Question

In MVC and most other service frameworks I tried, caching is done via attribute/filter, either on the controller/action or request, and can be controlled through caching profile in config file. It seems offer more flexibility and also leave the core service code cleaner.

But ServiceStack has it inside the service. Are there any reason why it's done this way?

Can I add a CacheFilterAttribute, but delegate to service instead?

 ToOptimizedResultUsingCache(base.Cache,cacheKey,()=>   {
     // Delegate to Request/Service being decorated?
 });

I searched around but couldn't find an answer. Granted, it probably won't make much difference because the ServiceStack caching via delegate method is quite clean. And you seldom change caching strategy on the fly in real world. So this is mostly out of curiosity. Thanks.

Was it helpful?

Solution

Because the caching pattern involves, checking first to see if it is cached, if not to then execute the service, populate the cache, then return the result.

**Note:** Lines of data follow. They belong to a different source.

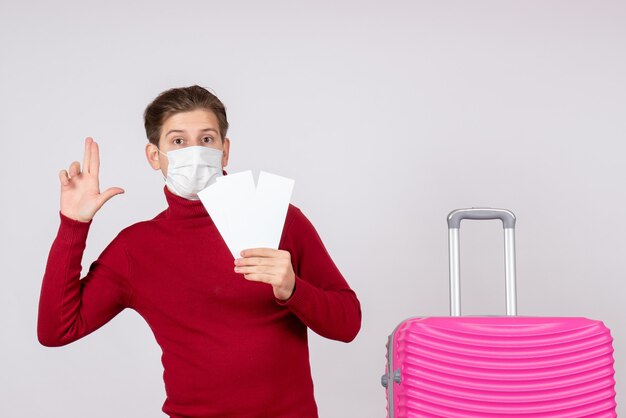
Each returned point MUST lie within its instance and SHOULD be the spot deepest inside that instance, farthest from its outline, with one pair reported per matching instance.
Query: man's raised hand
(80, 190)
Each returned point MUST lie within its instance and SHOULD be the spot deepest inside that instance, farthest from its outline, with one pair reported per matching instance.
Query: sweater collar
(180, 207)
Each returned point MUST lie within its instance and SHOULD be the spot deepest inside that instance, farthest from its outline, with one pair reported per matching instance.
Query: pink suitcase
(495, 366)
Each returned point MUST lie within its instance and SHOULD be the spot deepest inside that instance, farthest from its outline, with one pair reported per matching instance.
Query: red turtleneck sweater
(230, 349)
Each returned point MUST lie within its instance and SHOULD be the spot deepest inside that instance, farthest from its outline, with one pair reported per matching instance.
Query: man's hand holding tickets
(269, 266)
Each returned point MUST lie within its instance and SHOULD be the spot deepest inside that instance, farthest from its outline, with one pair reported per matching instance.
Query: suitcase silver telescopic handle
(508, 223)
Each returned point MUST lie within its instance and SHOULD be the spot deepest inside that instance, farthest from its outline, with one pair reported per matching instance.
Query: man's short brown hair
(182, 99)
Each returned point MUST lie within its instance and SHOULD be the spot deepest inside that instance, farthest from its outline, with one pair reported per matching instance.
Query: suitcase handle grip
(506, 216)
(508, 222)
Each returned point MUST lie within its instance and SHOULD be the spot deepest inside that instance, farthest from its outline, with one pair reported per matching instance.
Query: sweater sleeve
(322, 298)
(71, 307)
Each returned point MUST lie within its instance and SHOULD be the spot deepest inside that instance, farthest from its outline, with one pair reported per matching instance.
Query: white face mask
(192, 169)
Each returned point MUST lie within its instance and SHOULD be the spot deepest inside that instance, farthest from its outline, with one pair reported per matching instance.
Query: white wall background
(387, 114)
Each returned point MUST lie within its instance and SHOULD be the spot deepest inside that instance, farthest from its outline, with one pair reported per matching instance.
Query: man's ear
(226, 152)
(152, 154)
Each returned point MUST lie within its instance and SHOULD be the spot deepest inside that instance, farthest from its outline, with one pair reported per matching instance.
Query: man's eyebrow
(180, 131)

A Request Filter doesn't allow you to execute the service and a Response Filter means that the Service will always execute (i.e. mitigating the usefulness of the Cache), so the alternative would require a Request + Response filter combination where the logic would be split into 2 disjointed parts. Having it inside the Service, lets you see and reason about how it works and what exactly is going on, it also allows full access to calculate the uniqueHashKey used and exactly what and when (or even if) to Cache, which is harder to control with a generic black-box caching solution.

Although we are open to 'baking-in' built-in generic caching solutions (either via an attribute or ServiceRunner / base class). Add a feature request if you'd like to see this, specifying the preferred functionality/use-case (e.g. cache based on Time / Validity / Cache against user-defined Aggregate root / etc).